ТРАДИЦИЯ ВРАЖДЕБНОГО ОТНОШЕНИЯ К МЕСТУ

Когда, в очередной раз посетив город Набережные Челны, уже переставшие именоваться «город Брежнев», автор этих строк попытался выяснить нужный ему адрес, то в ответ услышал: «Сорок седьмой комплекс», а далее соответствующие номера дома, подъезда, квартиры… Названий улиц не было. Пожалуй, это даже честнее, чем, скажем, в городе Тольятти, где есть и улица Коммунистическая, и улица Победы, и еще всякие улицы, но только отличить их друг от друга нет никакой возможности. Дело не в счислении как таковом: сколько-то там Парковых улиц в Москве соединены в воображении уж тем, что они «парковые», пристегнутые к Измайловскому парку.

Издавна полагалось бранить Манхеттен, но Третью авеню там не спутаешь ни с Пятой, ни с Одиннадцатой; в районе Двадцать девятой стрит обосновались корейцы, Сорок вторая все еще сопряжена с театральным мифом Нью-Йорка; с Пятьдесят седьмой начинается Сентрал Парк, у Сто шестнадцатой — просторные владения Колумбийского университета… все насыщено ориентирами.

Genios Loci — гений места, дух Места. Фундаментальная категория культуры, в течение многих десятилетий из нашей культуры изгонявшаяся с не меньшей яростью, чем категории «гуманизм» или «милосердие». Почему?

Стоит обратить внимание на негативный, хуже того, пренебрежительный оттенок, которым длительное время сопровождались слова «место», «местный», будь то в официальных документах или в обыденной речи. Впрочем, почему вдруг прошедшее время?-В Советском энциклопедическом словаре 1987 года издания мы все так же можем прочесть: «В современном значении «местничество» — выдвижение на первый план узкоместных интересов, наносящее ущерб общему делу». Прямо заклинание: в противоположность широкому, то есть хорошему и важному, местное заведомо есть нечто узкое, в смысле худшее. Более того, какое-то полумифическое общее дело противопоставлено местному, обозначенному как «необщее», то есть не просто специфическому, а эгоистическому, второ- или даже третьестепенному.

Припомним открыто пренебрежительный оттенок, словно уже содержащийся в самих словах «на местах» или «с мест». Определение же «местная промышленность» автоматически несет в себе не то чтобы третьеразрядность, но вообще вынесенность за разряды могучей нашей индустрии. Почему?
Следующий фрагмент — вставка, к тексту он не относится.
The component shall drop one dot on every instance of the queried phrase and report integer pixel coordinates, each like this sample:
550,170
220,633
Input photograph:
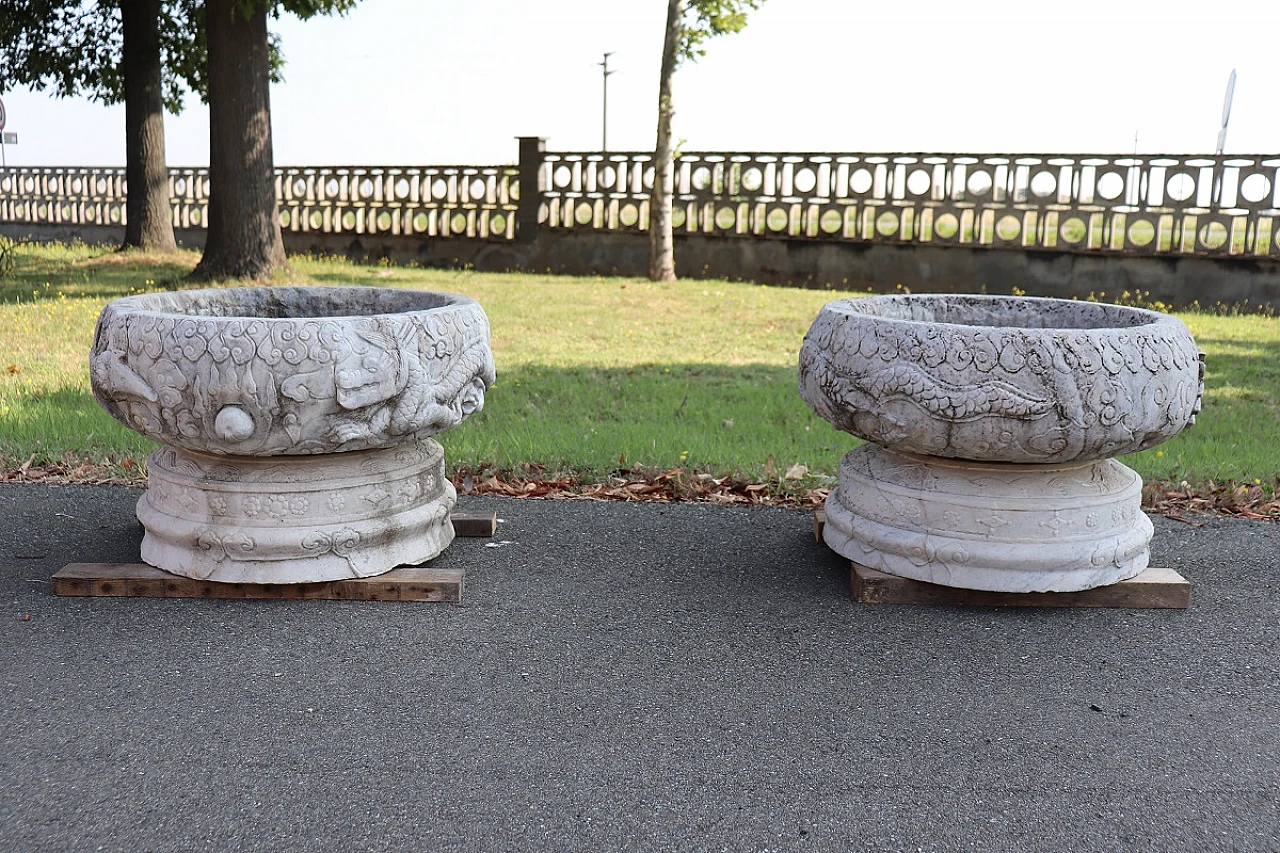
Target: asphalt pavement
631,676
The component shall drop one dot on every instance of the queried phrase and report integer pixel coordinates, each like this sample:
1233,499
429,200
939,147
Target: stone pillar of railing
531,186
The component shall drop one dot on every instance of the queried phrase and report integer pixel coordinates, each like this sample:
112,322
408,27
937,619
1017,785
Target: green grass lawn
594,374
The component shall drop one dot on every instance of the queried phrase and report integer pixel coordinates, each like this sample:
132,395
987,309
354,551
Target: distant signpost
5,138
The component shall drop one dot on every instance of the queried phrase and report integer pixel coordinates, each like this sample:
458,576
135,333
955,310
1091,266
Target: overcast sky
433,82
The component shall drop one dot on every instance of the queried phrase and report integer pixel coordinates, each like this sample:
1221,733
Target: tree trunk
149,215
662,251
243,238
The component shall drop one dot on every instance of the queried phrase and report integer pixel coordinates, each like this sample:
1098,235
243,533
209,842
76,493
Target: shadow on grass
109,274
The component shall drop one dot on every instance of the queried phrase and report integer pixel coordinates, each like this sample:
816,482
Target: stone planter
296,424
992,423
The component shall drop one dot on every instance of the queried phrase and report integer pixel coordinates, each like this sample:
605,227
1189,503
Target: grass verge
602,383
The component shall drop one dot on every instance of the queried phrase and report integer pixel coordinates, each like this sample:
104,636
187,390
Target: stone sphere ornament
296,424
992,423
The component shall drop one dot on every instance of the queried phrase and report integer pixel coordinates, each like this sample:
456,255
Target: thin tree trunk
243,238
149,215
662,251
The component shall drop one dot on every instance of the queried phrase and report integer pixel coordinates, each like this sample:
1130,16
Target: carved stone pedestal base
990,525
295,519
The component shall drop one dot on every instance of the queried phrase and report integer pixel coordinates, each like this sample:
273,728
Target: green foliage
74,48
705,19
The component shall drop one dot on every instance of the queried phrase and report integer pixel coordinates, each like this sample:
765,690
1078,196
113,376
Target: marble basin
1001,379
296,424
991,425
270,370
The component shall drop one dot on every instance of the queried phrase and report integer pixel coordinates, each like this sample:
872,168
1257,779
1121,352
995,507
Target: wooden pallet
406,583
1153,588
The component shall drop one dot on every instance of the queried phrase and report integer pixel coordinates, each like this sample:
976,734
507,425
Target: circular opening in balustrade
1256,187
805,181
919,182
1212,235
831,222
1043,185
946,226
1142,232
1110,186
1072,231
1180,186
1009,227
979,183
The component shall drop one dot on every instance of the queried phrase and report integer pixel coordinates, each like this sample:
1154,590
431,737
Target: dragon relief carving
261,387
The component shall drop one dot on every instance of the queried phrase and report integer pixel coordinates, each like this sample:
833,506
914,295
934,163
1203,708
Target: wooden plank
1153,588
407,583
475,524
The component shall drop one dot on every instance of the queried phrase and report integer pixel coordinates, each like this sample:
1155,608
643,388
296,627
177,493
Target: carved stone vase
991,425
296,424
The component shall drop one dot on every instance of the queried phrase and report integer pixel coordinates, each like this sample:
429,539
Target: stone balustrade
1143,205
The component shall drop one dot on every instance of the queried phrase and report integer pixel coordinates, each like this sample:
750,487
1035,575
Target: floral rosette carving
1011,379
275,370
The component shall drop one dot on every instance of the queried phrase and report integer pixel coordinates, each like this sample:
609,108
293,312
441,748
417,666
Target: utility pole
604,106
1226,113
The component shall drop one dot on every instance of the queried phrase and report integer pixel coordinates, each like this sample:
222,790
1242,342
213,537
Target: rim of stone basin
1001,311
291,369
1001,378
289,302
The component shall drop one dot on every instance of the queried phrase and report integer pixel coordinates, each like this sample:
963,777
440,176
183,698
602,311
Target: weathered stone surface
295,422
992,422
992,378
295,519
280,370
990,525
Откуда это презрение, совершенно неведомое прочим народам и культурам, где слово «провинция» есть, да и то оснащенное разными оттенками отношения, но слово «местный» занимает в иерархии ценностей весьма высокую позицию?

Язык всегда правдив. Как и архитектура, он всегда говорит правду, даже тогда, когда целью является сознательная ложь.

Павел Николаевич Милюков, не всегда точный в исторических своих оценках, был совершенно прав, когда утверждал: «Наша история не выработала никаких прочных связей, никакой местной организации. Немедленно по присоединению к Москве присоединенные области распадались на атомы, из которых правительство могло лепить какие угодно тела». Если это суждение справедливо для долгого процесса расширения Российского государства, то оно трижды верно для всего послереволюционного периода нашей истории. У процесса целенаправленной атомизации обжитого пространства была твердая идеологическая платформа: «Только общество, способное установить гармоническое сочетание своих производительных сил по единому общему плану, может позволить промышленности разместиться по всей стране так, как это наиболее удобно для ее развития и сохранения, а также и для развития прочих элементов производства».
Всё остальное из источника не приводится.